The way we respond to student misconduct symbolizes the kind of community we aspire to be.
Little Book of Restorative Justice for Colleges and Universities
The principles of education, the well-being of students, the safety and well-being of the university community, deterrence, restitution, and where appropriate, Restorative Justice, guide decision-makers within the NAM System.
Restorative Approaches and Practices stem from Restorative Justice, which seeks to:
- elevate the role of harmed parties and community members through active involvement in the misconduct process,
- hold students directly accountable to the people and communities harmed by their conduct,
- repair and restore emotional and material losses of those harmed, and
- provide a range of opportunities for dialogue, negotiation, and problem-solving.
Restorative approaches may be employed independently to resolve an incident of misconduct or may be used in combination with a number of other outcomes (i.e., sanctions) including loss of privilege, educational requirements, and community service. Restorative approaches are most effective when the responsible parties (i.e., Respondents) and harmed parties are willing to participate in the selected process.
The four pillars of Restorative Justice
Decision-making is placed in the hands of the individuals who care most about the harm caused.
Those who caused harm must actively participate in taking responsibility and making amends.
Collaboratively, harmed parties and those responsible agree on methods of repair and healing such that all can move forward.
Trust is rebuilt on the foundation of healing and repair and restores a sense of safety to the impacted party and renewed trust in those responsible for the harm.
Restorative Approaches to resolution
Restorative Conferences – facilitated conversations or meetings between those responsible for misconduct and those impacted by the misconduct. Participants discuss the harm and then decide on steps to repair harm.
Restorative Circles – similar to Restorative Conferences but involve a larger number of participants. The practice of Restorative Circles arises from Indigenous traditions and often incorporates traditional practices such as the use of a talking piece that is held by each participant when it is their turn to speak. Participants speak in rounds to discuss what happened, share feelings and perceptions about the incident and its impact, and share ideas about resolutions.

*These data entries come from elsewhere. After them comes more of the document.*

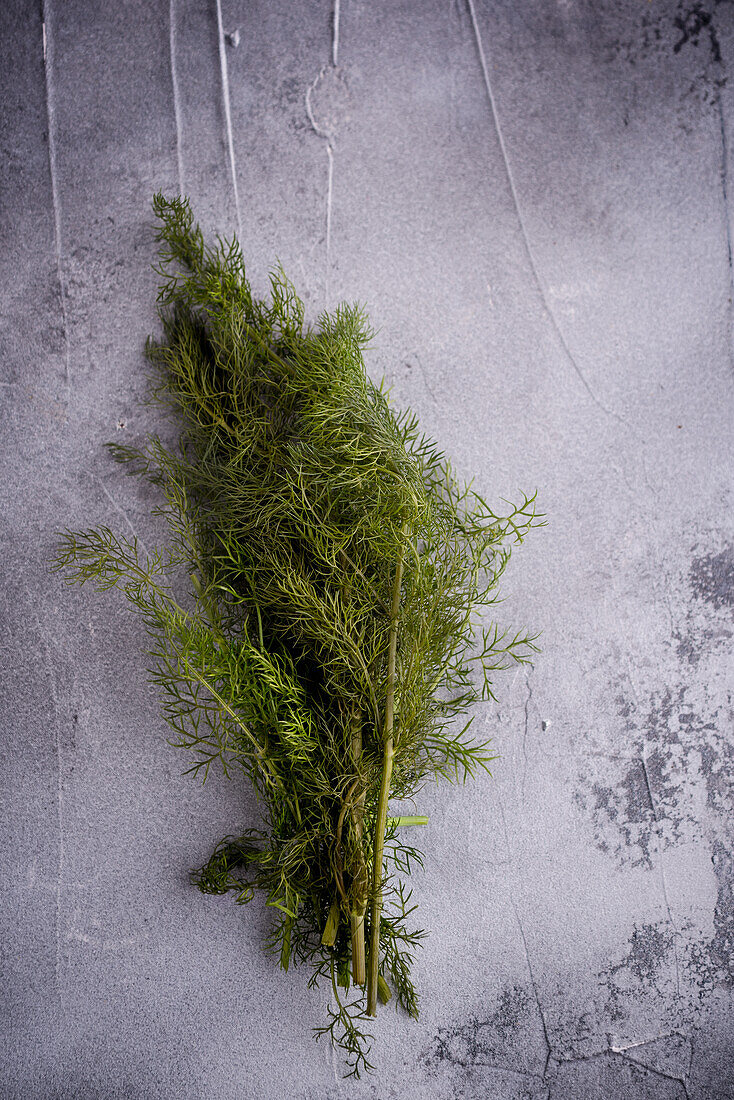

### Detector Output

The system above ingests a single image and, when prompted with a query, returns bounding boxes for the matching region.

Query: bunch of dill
[56,195,539,1076]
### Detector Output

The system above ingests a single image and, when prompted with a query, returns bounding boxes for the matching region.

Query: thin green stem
[366,524,406,1016]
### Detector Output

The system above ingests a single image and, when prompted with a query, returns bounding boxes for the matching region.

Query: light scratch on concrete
[467,0,625,424]
[331,0,341,68]
[215,0,242,244]
[168,0,185,195]
[41,0,72,386]
[716,88,734,378]
[90,474,151,558]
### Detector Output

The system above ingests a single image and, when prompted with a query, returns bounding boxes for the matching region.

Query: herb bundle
[56,195,540,1076]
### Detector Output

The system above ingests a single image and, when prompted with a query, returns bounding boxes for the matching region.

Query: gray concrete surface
[0,0,734,1100]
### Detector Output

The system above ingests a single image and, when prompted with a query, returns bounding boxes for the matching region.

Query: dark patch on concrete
[688,840,734,996]
[609,0,731,121]
[599,923,675,1022]
[689,546,734,611]
[548,1051,691,1100]
[672,3,722,65]
[574,668,734,868]
[420,986,546,1095]
[576,760,656,867]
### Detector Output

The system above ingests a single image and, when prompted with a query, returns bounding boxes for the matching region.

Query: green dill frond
[56,195,543,1076]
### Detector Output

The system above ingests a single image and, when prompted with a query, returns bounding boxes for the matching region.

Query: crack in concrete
[306,0,341,308]
[556,1047,690,1100]
[497,799,552,1081]
[33,607,65,1011]
[41,0,72,387]
[521,673,533,796]
[640,750,680,997]
[467,0,627,427]
[168,0,184,195]
[215,0,242,244]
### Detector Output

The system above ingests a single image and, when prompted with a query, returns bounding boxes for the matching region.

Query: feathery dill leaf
[56,195,541,1076]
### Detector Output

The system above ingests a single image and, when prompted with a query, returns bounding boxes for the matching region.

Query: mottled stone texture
[0,0,734,1100]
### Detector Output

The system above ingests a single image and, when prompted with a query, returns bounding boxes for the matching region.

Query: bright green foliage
[57,195,539,1076]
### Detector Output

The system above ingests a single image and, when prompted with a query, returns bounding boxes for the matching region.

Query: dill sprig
[55,195,541,1076]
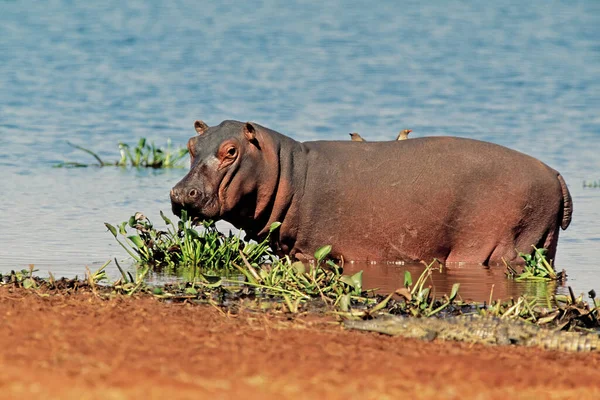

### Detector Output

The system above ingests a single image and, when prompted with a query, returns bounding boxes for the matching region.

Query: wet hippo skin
[171,121,572,264]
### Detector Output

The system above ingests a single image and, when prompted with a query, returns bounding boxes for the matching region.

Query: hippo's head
[171,121,264,227]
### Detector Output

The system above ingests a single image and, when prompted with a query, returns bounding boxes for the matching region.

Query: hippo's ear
[244,122,256,143]
[194,120,208,135]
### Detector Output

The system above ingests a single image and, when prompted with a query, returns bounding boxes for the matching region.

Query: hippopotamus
[171,121,572,265]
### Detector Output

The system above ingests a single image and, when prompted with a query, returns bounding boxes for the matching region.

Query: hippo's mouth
[171,198,219,225]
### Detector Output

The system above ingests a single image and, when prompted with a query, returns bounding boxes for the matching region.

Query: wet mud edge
[0,287,600,399]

Restorative Conversations – conversations between those responsible for misconduct and a Case Manager or other resource person who can represent the university as a harmed party. Conversations help those responsible to appreciate the impact of their actions and discuss options for moving forward.
Apology to Harmed Parties – a written or verbal apology addressed directly to the harmed party(s).
Payment of Restitution – an agreed financial payment to repair or replace damaged property.
Community Service or Project – service to an organization that is relevant to the harm caused or completion of a project that benefits the harmed parties.